GREK 7206 Tragedy of War: Ancient Athenian drama and military conflict

In this graduate seminar, we will read several Athenian tragedies set in wartime or its immediate aftermath, including Aeschylus’ Persians, Sophocles’ Ajax and Philoctetes, and Euripides’ Iphigenia at Aulis, Hecuba, and Trojan Women. We will discuss how these plays use or contrast with other Greek representations of military conflict (especially the Iliad), and we will trace the relationship between tragic representations of war and contemporary fifth-century warfare.

Not Offered Every Year

1 Course Unit

GREK 7402 Aristophanes and Old Comedy

This advanced graduate seminar in ancient Greek literature will focus in detail on several plays of Aristophanes and selections from his contemporaries in Old Comedy, Cratinus and Eupolis.

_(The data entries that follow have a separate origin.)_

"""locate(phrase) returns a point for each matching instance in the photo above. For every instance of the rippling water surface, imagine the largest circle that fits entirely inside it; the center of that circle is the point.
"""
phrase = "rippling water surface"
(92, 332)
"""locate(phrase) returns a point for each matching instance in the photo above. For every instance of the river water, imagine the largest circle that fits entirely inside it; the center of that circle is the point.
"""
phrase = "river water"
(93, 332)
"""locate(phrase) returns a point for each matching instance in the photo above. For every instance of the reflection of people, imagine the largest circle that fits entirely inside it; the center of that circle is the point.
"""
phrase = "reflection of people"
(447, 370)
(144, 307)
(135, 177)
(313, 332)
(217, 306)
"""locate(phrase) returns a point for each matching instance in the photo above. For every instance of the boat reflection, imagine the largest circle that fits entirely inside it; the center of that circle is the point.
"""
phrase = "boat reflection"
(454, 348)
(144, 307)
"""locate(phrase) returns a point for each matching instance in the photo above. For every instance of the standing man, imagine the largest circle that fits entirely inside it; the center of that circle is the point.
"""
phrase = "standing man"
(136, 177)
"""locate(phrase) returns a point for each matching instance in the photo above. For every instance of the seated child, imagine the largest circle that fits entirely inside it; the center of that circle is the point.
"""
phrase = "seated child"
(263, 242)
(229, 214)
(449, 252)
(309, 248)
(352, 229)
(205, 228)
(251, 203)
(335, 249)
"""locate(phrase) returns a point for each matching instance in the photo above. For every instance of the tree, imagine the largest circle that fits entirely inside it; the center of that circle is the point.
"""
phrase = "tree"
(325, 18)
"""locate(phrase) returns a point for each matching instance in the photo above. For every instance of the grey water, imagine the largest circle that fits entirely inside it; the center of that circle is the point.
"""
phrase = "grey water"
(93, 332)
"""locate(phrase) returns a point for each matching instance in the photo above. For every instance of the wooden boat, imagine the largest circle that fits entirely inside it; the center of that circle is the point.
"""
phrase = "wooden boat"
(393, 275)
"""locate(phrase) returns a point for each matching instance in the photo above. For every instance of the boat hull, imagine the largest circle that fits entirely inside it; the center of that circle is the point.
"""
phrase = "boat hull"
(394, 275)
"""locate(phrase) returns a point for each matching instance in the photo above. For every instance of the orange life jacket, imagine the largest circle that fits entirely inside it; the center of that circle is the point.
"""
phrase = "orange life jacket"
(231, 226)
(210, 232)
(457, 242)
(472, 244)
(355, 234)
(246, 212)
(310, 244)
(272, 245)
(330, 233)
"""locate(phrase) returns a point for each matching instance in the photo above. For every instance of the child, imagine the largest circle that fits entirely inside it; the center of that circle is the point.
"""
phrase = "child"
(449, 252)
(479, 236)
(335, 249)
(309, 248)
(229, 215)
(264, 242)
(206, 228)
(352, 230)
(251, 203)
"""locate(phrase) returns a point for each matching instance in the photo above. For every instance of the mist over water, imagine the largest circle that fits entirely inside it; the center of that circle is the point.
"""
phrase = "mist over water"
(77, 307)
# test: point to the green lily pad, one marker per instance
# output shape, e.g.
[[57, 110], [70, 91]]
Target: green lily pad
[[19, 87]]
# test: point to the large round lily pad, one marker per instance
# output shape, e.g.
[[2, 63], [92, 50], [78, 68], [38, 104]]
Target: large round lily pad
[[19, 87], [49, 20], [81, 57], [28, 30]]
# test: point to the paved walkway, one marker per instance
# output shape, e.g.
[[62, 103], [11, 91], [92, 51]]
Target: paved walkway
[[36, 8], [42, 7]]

Special attention will be paid both to questions of genre and comic dynamics, and to the historical and political contexts in which these plays were first performed.

Not Offered Every Year

1 Course Unit

GREK 7403 Aristophanes and Lucian

This seminar will explore the comic drama of Aristophanes and its influence on the comic prose of Lucian in the Imperial period. Aristophanes was an important literary model for Lucian, but Lucian read Aristophanes in his own way and for his own literary agenda. We will consider each author both in their own historical contexts, and comparatively, as parodists, satirists and cultural critics within a long and varied literary tradition.

Fall or Spring

1 Course Unit

GREK 7404 Herodotus

An overview of Herodotus' Histories with attention both to its place in Greek literary history and to its uses and limitations as an historical source. We will consider the Histories in relation to questions of ethnic identity, cultural contact, and the construction of East and West. In their individual projects, students will explore the relevance of this protean, polyvocal text to their particular interests and scholarly perspectives.

Not Offered Every Year

1 Course Unit

GREK 7707 The Iliad and its Receptions

We will read selections from the Greek poem together, alongside some modern scholarship on it. We will also read Plato's Ion and the Battle of the Mice and Frogs, as evidence for Homer's ancient philosophical, rhetorical and poetic receptions. We will discuss the history of the poem's translation into English, focusing on earlier translations (Chapman, Hobbes, Pope) and discussing the instructor's goals and challenges in producing a new re-translation. We will also talk about two recent novelizations of the poem, Pat Barker's Silence of the Girls and Madeline Miller's Song of Achilles. The course is primarily intended for graduate students in Classical Studies and Ancient History, but it is also open to students in other programs, including those whose Greek might be less advanced. Prerequisite: Students should have a working knowledge of Greek.

Not Offered Every Year

Also Offered As: COML 7707

1 Course Unit

GREK 7802 Greek Epigraphy

An introduction to the principles and practices of Greek Epigraphy. Study of selected Greek inscriptions.

Not Offered Every Year

Also Offered As: ANCH 7202

1 Course Unit

GREK 9999 Independent Study

This course is taken by graduate students doing independent work with a faculty advisor.